Our next bus tour took us to three wineries in the Penedés region.  Our first stop was Bodega Jean Leon, the first winery to produce Cabernet Sauvignon and Chardonnay in Spain. We tasted both and especially enjoyed their premium Chardonnay, ‘Gigi,’ which we have learned is quite available in the US.
       
Next stop, Bodegas Miguel Torres.  This place is so big that they took us around on a small train!  Torres makes wine in many other countries, but Spain is the main operation. We enjoyed a pairing of 4 of their wines with 4 different Spanish cheeses…interesting and instructive.
   
We were told at both of these stops about a method they use to fight insects without chemical insecticides called “sexual confusion.” They hang this little gadget filled with pheromones on each row of vines and the male insects apparently become so frustrated looking for the females who aren’t there that they leave the grapes alone!  Go figure!

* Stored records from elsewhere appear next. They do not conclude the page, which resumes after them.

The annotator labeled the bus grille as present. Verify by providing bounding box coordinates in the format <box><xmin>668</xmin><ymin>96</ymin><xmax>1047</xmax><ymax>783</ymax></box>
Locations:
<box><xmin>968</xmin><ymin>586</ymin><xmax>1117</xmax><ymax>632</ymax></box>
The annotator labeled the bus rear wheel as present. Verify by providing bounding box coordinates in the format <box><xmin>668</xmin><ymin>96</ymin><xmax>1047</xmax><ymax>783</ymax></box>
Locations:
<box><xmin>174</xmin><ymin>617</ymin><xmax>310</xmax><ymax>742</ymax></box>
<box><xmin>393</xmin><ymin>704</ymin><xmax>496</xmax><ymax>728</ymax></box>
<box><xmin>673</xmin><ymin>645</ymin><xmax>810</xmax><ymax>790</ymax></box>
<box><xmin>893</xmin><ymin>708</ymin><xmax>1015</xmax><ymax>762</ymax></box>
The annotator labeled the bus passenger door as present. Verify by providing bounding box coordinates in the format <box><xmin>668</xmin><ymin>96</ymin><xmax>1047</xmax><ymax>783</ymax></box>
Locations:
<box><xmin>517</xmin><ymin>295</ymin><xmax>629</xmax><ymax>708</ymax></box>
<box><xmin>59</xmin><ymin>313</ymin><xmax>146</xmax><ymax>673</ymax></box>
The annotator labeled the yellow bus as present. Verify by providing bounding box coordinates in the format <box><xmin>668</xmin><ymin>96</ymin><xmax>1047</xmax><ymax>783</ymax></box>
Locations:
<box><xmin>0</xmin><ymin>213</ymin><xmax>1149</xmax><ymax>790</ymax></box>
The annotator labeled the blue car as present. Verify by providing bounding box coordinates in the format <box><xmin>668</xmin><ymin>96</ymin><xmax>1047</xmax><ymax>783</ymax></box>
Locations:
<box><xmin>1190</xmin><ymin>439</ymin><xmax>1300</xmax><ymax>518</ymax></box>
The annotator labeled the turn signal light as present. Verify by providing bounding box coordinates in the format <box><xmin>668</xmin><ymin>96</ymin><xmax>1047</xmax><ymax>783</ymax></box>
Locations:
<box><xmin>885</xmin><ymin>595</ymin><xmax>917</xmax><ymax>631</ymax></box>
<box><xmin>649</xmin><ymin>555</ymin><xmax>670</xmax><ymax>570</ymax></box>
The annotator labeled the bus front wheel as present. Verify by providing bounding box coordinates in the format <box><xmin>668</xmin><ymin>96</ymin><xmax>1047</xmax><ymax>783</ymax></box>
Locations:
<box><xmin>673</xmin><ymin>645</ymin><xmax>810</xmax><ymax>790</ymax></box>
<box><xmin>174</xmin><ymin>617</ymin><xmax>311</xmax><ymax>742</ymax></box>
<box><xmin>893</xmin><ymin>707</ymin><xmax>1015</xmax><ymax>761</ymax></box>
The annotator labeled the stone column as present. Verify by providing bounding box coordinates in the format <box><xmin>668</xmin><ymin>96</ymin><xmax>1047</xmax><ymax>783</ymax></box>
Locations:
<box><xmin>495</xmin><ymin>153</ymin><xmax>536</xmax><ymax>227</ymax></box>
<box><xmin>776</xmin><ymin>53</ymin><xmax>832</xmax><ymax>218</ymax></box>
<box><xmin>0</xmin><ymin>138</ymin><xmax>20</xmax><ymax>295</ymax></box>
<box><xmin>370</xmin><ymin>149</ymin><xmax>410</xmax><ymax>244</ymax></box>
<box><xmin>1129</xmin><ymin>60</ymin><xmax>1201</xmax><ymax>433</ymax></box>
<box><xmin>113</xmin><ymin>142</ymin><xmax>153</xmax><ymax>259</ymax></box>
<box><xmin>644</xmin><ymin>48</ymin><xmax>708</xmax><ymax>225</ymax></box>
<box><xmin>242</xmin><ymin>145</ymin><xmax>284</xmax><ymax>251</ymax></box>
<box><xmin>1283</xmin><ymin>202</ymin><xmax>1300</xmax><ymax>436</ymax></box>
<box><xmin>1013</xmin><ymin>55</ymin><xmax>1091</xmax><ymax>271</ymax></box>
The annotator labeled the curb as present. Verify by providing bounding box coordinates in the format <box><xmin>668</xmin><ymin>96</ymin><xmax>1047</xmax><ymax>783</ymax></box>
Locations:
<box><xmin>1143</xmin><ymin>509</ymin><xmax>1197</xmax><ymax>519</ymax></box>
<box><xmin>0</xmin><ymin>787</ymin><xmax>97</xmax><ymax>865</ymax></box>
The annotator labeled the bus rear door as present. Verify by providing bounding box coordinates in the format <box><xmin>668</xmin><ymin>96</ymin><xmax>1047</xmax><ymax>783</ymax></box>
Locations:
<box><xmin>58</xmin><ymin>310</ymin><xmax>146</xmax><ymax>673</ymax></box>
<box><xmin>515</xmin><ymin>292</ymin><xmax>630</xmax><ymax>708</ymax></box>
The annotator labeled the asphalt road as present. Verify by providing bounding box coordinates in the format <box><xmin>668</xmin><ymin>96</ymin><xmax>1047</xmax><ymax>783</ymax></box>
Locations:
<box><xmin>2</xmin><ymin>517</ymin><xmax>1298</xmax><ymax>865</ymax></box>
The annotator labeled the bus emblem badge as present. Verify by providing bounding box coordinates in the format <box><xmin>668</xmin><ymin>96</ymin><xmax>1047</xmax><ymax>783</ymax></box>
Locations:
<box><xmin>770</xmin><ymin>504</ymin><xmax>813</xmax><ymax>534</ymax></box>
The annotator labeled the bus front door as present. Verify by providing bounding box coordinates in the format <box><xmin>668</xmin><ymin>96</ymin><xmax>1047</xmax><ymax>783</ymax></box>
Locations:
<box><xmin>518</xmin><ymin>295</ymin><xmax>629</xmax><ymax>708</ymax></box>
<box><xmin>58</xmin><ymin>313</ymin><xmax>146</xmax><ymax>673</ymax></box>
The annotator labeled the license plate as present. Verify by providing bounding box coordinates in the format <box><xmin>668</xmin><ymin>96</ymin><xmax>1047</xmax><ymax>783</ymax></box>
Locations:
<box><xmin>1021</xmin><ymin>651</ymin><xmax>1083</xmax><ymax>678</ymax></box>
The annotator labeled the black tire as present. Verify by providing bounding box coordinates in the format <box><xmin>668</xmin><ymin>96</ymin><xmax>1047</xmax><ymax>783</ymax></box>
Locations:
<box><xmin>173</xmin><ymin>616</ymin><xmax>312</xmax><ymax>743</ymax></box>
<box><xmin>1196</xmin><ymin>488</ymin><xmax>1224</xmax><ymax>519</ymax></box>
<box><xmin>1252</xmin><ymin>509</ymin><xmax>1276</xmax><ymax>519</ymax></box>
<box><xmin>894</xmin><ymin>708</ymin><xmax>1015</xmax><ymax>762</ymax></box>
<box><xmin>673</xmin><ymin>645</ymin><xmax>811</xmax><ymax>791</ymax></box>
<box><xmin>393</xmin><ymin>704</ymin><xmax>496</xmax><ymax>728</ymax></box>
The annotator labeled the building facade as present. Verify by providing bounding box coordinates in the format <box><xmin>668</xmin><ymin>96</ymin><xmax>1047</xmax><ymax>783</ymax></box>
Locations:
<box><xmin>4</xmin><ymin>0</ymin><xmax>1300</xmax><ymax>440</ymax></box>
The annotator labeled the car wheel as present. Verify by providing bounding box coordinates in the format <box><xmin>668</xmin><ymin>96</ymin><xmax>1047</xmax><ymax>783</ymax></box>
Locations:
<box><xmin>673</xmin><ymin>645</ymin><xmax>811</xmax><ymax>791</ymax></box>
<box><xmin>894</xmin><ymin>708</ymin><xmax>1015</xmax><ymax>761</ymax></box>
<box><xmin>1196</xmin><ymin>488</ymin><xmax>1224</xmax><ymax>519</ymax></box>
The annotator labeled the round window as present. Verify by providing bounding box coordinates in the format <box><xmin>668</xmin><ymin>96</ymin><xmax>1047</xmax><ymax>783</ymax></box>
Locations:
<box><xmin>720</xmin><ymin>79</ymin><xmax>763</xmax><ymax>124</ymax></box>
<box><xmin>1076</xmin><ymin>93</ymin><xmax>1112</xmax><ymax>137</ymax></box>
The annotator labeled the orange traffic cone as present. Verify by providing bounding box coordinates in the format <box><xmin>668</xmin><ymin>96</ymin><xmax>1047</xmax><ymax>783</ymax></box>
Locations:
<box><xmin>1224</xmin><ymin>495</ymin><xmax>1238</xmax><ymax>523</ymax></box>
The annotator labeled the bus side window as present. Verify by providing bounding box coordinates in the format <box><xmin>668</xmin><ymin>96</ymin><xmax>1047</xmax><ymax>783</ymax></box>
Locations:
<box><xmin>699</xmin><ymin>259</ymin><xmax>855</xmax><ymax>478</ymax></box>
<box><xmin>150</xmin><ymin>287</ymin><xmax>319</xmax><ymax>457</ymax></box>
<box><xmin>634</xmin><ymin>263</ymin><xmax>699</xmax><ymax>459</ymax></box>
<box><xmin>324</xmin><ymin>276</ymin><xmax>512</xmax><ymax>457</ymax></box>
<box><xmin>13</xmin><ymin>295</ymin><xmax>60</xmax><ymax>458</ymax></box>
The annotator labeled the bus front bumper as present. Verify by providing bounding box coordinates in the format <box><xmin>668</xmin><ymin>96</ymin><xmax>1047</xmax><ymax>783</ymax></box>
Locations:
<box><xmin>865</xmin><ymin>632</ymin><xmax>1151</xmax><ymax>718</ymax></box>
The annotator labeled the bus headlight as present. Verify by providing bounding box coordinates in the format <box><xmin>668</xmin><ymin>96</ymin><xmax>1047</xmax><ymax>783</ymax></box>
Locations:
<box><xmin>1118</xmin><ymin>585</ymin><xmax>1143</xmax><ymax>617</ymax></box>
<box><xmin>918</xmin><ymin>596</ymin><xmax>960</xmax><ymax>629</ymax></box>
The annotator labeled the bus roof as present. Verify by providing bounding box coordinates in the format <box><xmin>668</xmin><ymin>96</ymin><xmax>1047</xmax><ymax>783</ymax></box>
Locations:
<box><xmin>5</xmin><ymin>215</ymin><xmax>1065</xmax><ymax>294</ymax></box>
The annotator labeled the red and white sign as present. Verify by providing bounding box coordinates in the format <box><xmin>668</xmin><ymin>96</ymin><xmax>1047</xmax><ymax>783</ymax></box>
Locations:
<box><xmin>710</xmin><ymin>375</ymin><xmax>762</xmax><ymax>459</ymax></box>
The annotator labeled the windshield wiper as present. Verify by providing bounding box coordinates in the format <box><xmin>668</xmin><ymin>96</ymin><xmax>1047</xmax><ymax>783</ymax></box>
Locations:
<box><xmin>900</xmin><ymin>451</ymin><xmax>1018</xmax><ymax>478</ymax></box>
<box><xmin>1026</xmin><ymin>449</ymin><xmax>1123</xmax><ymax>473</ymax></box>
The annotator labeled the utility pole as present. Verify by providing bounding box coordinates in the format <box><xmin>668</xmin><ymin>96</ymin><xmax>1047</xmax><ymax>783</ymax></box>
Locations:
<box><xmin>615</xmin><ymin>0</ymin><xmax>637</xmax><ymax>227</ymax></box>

Last stop was Freixenet, a large Cava producer.  We have really enjoyed the Cava, as we did the sparkling wines in many other regions we’ve visited thus far.  They all use the methode champenois and produce a quality product.  Here we toured the caves that were deep underground, and finished with a plate of Iberian ham accompanied by a glass of brut Cava; and delicious carquinyolis, the Spanish version of biscotti, with a rosé.
     

There is more to come in Barcelona, especially seeing the Gaudi buildings. Stay tuned…

5 thoughts on “Ah…Barcelona!”

  1. I have no idea where you guys get the energy to do so much in one day, even in one weekend but the reporting and photos are amazing. I thought we saw Barcelona in four days, but apparently we did not even scratch the surface. Great post. Thanks.
    PS: Maybe it’s me, but that mural in your bathroom looks a lot like Rick.

  2. Thank you again for taking us with you on your incredible adventures.
    Wishing you a VERY HAPPY VAENTINES DAY!
    Stay well. Marion

  3. Your postings are fantastic! I love vicariously learning about these many locations. What a treasure to have when you are older and go, “remember when we”…and there it’ll be…your touchstone to your great adventures.

  4. I love vicariously learning about these many locations. What a treasure to have when you are older and go, “remember when we”…and there it’ll be…your touchstone to your great adventures.